La plupart des sweats conservent une part de corps gras pour les adoucir ou sont traités avec de l’adoucissant. Ils sont conçus pour privilégier le confort ressenti dès qu’on les enfile. Mais cet effet disparaît rapidement au fil des lavages.


Je ne m’y fie pas vraiment.


Plus qu’au confort initial, je m’intéresse à l’état du vêtement après lavage : à son aspect après l’avoir porté et lavé encore et encore.


Je ne m’intéresse qu’à ce qui se passe après le lavage.


C’est pourquoi il peut être légèrement sec au début. En revanche, il s’assouplira peu à peu au fil du porté et la texture de sa surface gagnera progressivement en profondeur.


Je pense qu’on s’attache plus longtemps aux pièces qui se perfectionnent en étant portées qu’à celles qui sont parfaites dès le départ.


Le pantalon adopte une coupe large et droite. Il tombe franchement, sans paraître négligé. C’est la combinaison du tissu utilisé dans le sens transversal et de la confection qui en préserve le contour.


La ligne vue de côté et l’allure de dos ont toutes deux été conçues pour éviter le « relâchement » propre aux sweats.

Les poches se limitent à une construction minimale, intégrée le long des coutures latérales. En n’ajoutant aucun détail superflu, on préserve l’impression d’ensemble. Résultat : tout en restant un sweat, il peut se porter d’une certaine manière comme un pantalon de costume.


Bien sûr, vous pouvez aussi le porter en ensemble avec le pull-over dans la même matière. Mais chacun a été conçu pour fonctionner également seul.


C’est seulement après être allé aussi loin qu’il finit par « avoir l’air ordinaire ».


Mais cette simplicité est élaborée de manière très réfléchie.


pour être honnête, je peux résoudre la raison pour laquelle les sweats du commerce ne vous donnent pas entière satisfaction.


En contrepartie,


Je pense que vous ne pourrez plus porter d’autre sweat que celui-ci.


Si cela vous convient, essayez-le sans hésiter.

Autrefois, pour moi, le sweat était un vêtement d’intérieur, ou quelque chose qui prolongeait l’uniforme de sport.


Un vêtement conçu avec l’idée qu’il peut être sali ou se froisser.

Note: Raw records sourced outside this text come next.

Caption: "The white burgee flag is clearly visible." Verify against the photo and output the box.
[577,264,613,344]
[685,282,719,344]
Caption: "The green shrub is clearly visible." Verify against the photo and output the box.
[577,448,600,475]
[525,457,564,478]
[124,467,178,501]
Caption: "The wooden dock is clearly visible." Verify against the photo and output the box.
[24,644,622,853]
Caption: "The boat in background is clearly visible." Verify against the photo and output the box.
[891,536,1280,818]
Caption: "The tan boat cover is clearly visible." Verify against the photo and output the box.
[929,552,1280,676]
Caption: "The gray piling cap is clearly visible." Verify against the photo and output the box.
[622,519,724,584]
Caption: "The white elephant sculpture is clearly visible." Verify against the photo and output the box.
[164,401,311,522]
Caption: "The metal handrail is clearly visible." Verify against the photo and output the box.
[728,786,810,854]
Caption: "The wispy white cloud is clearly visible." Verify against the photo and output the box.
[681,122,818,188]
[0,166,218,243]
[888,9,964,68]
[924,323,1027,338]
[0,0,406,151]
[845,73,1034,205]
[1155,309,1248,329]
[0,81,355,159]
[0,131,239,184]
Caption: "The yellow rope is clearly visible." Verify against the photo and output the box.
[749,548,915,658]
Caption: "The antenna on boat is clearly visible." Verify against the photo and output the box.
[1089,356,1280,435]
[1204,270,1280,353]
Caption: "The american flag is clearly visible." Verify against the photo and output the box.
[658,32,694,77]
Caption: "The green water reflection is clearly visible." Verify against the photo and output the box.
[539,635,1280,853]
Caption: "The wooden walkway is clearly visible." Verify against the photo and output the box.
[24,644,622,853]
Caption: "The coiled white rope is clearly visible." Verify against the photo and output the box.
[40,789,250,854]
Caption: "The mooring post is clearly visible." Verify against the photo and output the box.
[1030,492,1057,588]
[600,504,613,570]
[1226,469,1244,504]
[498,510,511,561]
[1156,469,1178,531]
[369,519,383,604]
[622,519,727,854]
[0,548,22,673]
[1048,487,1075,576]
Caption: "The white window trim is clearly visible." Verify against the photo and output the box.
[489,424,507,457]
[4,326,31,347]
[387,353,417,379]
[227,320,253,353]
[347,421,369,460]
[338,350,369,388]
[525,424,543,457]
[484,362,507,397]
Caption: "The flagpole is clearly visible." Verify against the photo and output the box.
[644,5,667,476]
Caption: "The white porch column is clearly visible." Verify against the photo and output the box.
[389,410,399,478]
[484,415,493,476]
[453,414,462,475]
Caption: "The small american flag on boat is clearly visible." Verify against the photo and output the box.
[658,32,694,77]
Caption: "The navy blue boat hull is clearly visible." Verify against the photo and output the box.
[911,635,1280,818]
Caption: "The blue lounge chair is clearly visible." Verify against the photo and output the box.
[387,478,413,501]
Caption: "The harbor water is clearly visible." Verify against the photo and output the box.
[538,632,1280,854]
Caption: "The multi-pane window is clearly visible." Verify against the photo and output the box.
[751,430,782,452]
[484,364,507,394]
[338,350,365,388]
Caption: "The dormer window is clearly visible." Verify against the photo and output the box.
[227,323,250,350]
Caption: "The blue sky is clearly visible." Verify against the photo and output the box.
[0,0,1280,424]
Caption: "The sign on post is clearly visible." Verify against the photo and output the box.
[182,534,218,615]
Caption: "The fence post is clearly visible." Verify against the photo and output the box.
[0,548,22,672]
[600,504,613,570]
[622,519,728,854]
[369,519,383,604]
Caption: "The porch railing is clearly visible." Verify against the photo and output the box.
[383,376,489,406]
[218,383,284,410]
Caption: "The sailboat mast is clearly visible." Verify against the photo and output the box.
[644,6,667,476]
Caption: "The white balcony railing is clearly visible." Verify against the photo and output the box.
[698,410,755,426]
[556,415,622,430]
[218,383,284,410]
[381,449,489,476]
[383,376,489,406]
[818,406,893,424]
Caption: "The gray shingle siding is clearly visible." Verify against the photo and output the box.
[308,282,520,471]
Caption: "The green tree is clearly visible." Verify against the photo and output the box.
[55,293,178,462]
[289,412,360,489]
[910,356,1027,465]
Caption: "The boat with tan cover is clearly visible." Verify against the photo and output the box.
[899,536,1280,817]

Avec l’âge, j’ai commencé à penser que « plus un vêtement est confortable, plus il doit être impeccable ». Les vêtements qui semblent décontractés sont en réalité ceux avec lesquels il est le plus difficile de tricher.


Plus un vêtement est confortable, moins il permet de tricher.

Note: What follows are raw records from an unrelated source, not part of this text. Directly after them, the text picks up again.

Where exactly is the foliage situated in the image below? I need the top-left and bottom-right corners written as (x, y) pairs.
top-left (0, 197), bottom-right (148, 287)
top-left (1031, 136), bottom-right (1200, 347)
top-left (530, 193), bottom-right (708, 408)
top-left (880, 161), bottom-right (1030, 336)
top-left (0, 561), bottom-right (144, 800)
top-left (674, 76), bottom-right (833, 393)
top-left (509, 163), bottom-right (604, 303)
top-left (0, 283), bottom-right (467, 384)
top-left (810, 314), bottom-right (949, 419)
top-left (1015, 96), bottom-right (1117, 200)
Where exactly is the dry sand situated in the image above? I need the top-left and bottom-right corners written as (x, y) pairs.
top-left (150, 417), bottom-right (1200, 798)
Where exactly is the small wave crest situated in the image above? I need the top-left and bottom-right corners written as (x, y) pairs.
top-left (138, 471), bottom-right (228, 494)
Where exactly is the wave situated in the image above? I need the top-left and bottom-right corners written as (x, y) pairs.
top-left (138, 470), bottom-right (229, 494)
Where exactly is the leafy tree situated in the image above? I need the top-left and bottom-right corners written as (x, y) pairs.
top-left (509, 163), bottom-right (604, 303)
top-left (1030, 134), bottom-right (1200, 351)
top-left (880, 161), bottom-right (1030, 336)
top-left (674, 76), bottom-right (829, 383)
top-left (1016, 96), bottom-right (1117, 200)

C’est précisément pour cela qu’il est essentiel de ne pas tricher dans la confection. Ne ressentir aucune gêne en le portant et avoir une allure soignée : parvenir à réunir les deux est étonnamment difficile.


Mais je pense que cela en vaut la peine.


C’est agréable d’affiner son regard, même si cela peut aussi être un peu contraignant ; malgré tout, ce sont toujours ce genre de vêtements qui finissent par rester dans notre garde-robe.


Quand on s’en rend compte, c’est tout ce qu’on porte.


J’aimerais que cette pièce devienne ce genre de vêtement.